With that in mind, the Guardian’s Rupert Neate has spoken to YouGov about how undecided voters could shape the results:
Pollsters from YouGov reckon about 12% of the electorate are still undecided. They tracked down 641 of them, and discovered that, while they are evenly spread across age groups, they are much more likely to be female (67%), to have voted leave in the EU referendum (43%, against 30% for remain), and to have voted Conservative at the last general election (43% compared to 15% who voted Labour).
When questioned (which can be hard as uncertain voters are less likely to respond to pollsters) some are more undecided than others. They found that 9% are likely to end up voting Conservative, 9% for Labour, 5% for the Lib Dems, 4% Green and 3% Reform. A quarter of the undecided voters are “unlikely to actually vote”.
“This leaves 45% of the overall sample of people who are ‘truly undecided’, having told us they are at least 6/10 likely to vote at the election, but even with one week to go won’t commit to a party,” says YouGov’s director of political research, Adam McDonnell. “This group accounts for 6% of the entire public.”

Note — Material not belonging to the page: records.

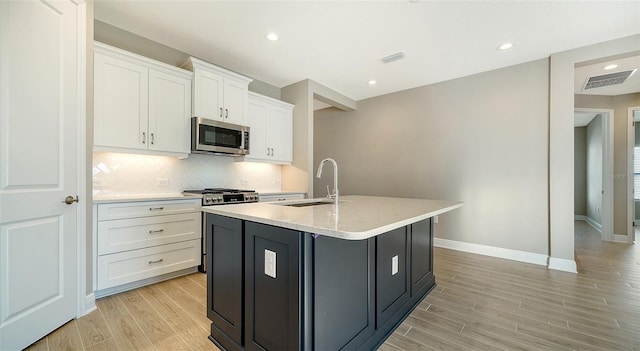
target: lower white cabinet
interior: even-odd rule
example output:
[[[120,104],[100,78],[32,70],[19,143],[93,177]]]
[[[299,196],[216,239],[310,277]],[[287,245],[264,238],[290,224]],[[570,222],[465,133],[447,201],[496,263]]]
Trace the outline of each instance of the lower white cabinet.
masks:
[[[97,204],[94,213],[97,296],[200,265],[200,199]]]
[[[200,264],[200,239],[98,256],[98,290]]]
[[[305,193],[285,193],[285,194],[259,194],[260,202],[273,202],[285,200],[304,199]]]

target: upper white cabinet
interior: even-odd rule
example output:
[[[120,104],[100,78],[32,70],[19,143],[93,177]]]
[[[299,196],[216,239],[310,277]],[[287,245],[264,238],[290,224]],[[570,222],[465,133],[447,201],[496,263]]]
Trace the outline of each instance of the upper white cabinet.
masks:
[[[253,79],[190,57],[183,68],[193,70],[193,115],[247,124],[247,92]]]
[[[293,105],[249,92],[249,128],[245,160],[291,163]]]
[[[186,156],[191,72],[94,43],[94,149]]]

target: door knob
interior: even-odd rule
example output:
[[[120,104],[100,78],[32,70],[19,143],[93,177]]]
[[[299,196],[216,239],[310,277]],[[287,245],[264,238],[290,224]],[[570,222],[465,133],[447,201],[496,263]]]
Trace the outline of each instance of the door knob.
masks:
[[[76,197],[74,198],[73,196],[69,195],[67,197],[64,198],[64,203],[67,205],[71,205],[74,202],[79,202],[80,199],[78,199],[78,195],[76,195]]]

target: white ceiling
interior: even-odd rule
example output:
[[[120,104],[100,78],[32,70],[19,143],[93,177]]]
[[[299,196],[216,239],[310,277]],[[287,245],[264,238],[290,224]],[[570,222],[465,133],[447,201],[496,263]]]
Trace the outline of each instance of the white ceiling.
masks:
[[[610,64],[616,64],[618,67],[612,70],[605,70],[604,67]],[[584,89],[590,77],[634,69],[638,71],[627,78],[622,84],[595,89]],[[574,91],[576,94],[588,95],[623,95],[640,92],[640,56],[607,59],[595,64],[576,67]]]
[[[276,87],[310,78],[361,100],[638,34],[640,1],[96,0],[95,18]]]
[[[573,125],[575,127],[586,127],[591,121],[598,115],[595,112],[574,112],[575,120]]]

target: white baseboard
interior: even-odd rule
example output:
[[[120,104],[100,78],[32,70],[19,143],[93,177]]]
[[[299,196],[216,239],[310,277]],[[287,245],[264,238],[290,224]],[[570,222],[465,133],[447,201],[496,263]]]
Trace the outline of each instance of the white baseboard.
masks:
[[[97,309],[97,307],[96,307],[96,295],[94,293],[91,293],[91,294],[85,296],[85,298],[84,298],[84,313],[82,314],[82,316],[85,316],[85,315],[95,311],[96,309]],[[78,318],[80,318],[82,316],[78,316]]]
[[[94,294],[96,295],[96,298],[102,298],[102,297],[106,297],[106,296],[109,296],[109,295],[121,293],[121,292],[124,292],[124,291],[127,291],[127,290],[137,289],[137,288],[143,287],[145,285],[151,285],[151,284],[159,283],[159,282],[162,282],[162,281],[165,281],[165,280],[181,277],[183,275],[195,273],[197,271],[198,271],[198,267],[185,268],[185,269],[181,269],[179,271],[165,273],[165,274],[162,274],[162,275],[158,275],[158,276],[155,276],[155,277],[146,278],[146,279],[142,279],[142,280],[137,280],[137,281],[132,282],[132,283],[127,283],[127,284],[114,286],[112,288],[107,288],[107,289],[103,289],[103,290],[96,290],[94,292]]]
[[[548,256],[543,254],[504,249],[501,247],[494,247],[494,246],[465,243],[462,241],[454,241],[454,240],[447,240],[447,239],[440,239],[440,238],[434,238],[433,244],[434,246],[443,247],[446,249],[470,252],[470,253],[491,256],[491,257],[505,258],[507,260],[512,260],[512,261],[533,263],[540,266],[547,265]]]
[[[585,222],[587,222],[587,224],[592,226],[593,229],[595,229],[595,230],[599,231],[600,233],[602,233],[602,224],[596,222],[591,217],[587,217],[587,216],[584,216],[584,215],[574,215],[573,219],[576,220],[576,221],[585,221]]]
[[[594,221],[593,219],[591,219],[590,217],[586,217],[587,219],[585,220],[590,226],[593,227],[593,229],[599,231],[600,233],[602,233],[602,224]]]
[[[569,273],[578,273],[576,261],[564,258],[549,257],[549,265],[547,268]]]
[[[624,234],[613,234],[613,242],[629,244],[629,236]]]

It’s a far larger group of people than at the 2019 election, and is unusually concentrated among one party. “For months and months we have noticed that people who voted Conservative in 2019 are more likely to be undecided,” says Surridge. “By this point in the campaign we would have expected the proportion of “don’t knows” to have come down below 10%.”
This morning’s front pages
It is almost 7am: let’s take a look at the day’s top stories.
The Guardian leads with an interview with shadow energy security secretary Ed Miliband, who promises that Labour will take the lead on global efforts to tackle the climate crisis:
The I Paper: Labour faces up to prospect of far-right neighbour in France with early talks
Metro: Naver mind the ballots
The Daily Telegraph: Royal Mail blamed for postal vote chaos
The Daily Mail: Britain’s forces not ready for ‘conflict of any scale’
The Times: Starmer: a big majority will be best for Britain
The Daily Express: Voting reform ‘risks losing hundreds of Tory MPs for a generation’
Scotland’s Daily Record: Sacre Bleu!
The Daily Mirror: Give our children hope
And the Liberal Democrats will call on voters to “end the sewage scandal” and vote for “historic change”.
Ahead of his visits to the South West of England, LibDem leader Ed Davey said: “In just 48 hours’ time, the British public can vote to end the sewage scandal and kick the Conservatives out of power,” PA reports.
“Filthy sewage dumping has caused untold damage to our precious environment and left people feeling unable to swim in their local rivers and beaches because they’re worried about getting sick.”